Amir Bell ’18 fouled out of two of his first three games for the Princeton men’s basketball team — a discouraging start for the then-freshman point guard. The growing pains were part of a season-long process: He was the only Tiger to start all 30 games last year, but foul trouble sometimes kept him off the court. 

This season, increasing Bell’s playing time, his leadership, and his influence are goals that the sophomore and his coaches share. “I expect more out of myself,” Bell said. “I’ve been through a year of college basketball. I expect to give my team more ways to win.”

November and early December brought promising results: Bell has made gains in a handful of statistical categories — including assists, steals, and three-point shooting percentage — while keeping his fouls in check. The Tigers opened the year 5–2, averaging 77 points in their first seven games.

Head coach Mitch Henderson ’98 likes how Bell has grown, and he likes the point guard’s aggressiveness, which belies his reserved nature off the court. “I’m glad he’s the one leading us,” Henderson said.

“I expect more out of myself. I’ve been through a year of college basketball. I expect to give my team more ways to win.”

Amir Bell ’18

Bell grew up admiring NBA star Jason Kidd. He got his first taste playing point guard as a lanky kid more than 10 years ago in youth leagues, for his father. “He taught me a lot and really gave me a start,” Bell said. “You could say I’m a coach’s kid. His love for the game really was passed down to me.”

Bell played as a freshman at nearby East Brunswick High. He faced stiff competition in the summers with his Team Jersey Elite AAU team, and his high school rival was anchored by Karl-Anthony Towns, the top NBA draft pick in 2015.

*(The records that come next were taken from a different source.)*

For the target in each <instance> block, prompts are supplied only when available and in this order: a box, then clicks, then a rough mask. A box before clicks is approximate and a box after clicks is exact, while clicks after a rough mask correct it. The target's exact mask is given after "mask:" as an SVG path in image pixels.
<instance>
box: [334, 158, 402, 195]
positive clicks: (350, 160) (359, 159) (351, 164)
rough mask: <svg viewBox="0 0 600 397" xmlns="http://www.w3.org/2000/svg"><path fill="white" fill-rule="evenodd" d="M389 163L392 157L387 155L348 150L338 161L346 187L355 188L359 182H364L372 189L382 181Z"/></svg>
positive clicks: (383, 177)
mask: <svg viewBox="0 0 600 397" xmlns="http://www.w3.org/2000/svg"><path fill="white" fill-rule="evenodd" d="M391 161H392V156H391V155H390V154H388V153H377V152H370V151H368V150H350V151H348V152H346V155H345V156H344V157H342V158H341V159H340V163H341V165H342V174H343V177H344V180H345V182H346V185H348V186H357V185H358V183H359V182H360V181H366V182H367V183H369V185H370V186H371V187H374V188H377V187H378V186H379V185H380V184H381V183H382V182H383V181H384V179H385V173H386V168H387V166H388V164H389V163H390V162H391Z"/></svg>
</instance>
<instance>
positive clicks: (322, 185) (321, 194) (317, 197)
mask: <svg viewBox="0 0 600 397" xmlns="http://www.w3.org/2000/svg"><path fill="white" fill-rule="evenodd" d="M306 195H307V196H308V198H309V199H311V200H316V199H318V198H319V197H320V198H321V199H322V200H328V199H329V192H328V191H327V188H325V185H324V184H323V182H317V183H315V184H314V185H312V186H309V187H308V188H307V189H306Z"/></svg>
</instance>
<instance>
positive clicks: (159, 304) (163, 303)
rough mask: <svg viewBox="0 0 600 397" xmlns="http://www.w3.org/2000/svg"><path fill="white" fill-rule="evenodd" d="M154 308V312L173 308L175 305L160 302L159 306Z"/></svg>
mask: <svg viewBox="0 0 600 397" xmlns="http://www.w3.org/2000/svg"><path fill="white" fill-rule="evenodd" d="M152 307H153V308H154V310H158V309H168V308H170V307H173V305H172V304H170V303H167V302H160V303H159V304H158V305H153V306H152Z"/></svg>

“You play against good competition in AAU and high school and when you get into college, you’re ready for some of the best competition in the world,” Bell said.

Last year, Bell ranked seventh in the Ivy League in assist-to-turnover ratio and averaged 8.8 points per game, despite making less than 30 percent of his three-point attempts. 

“He’s been through an entire season,” Henderson said. “He’s done everything. He’s made big shots, gotten big rebounds, turned the ball over in big moments, [and] made good passes in crucial moments.”

Between his freshman and sophomore seasons, Bell spent time in the weight room, adding 10 pounds to his 6-foot-4-inch frame, and worked relentlessly on his shooting. His experience has equipped him to direct a Princeton team with four returning starters and a talented freshman class.

“I feel a lot more comfortable being a leader on the team, and more comfortable in the system,” Bell said. “I know what it takes to win a basketball game and how hard it is to win.”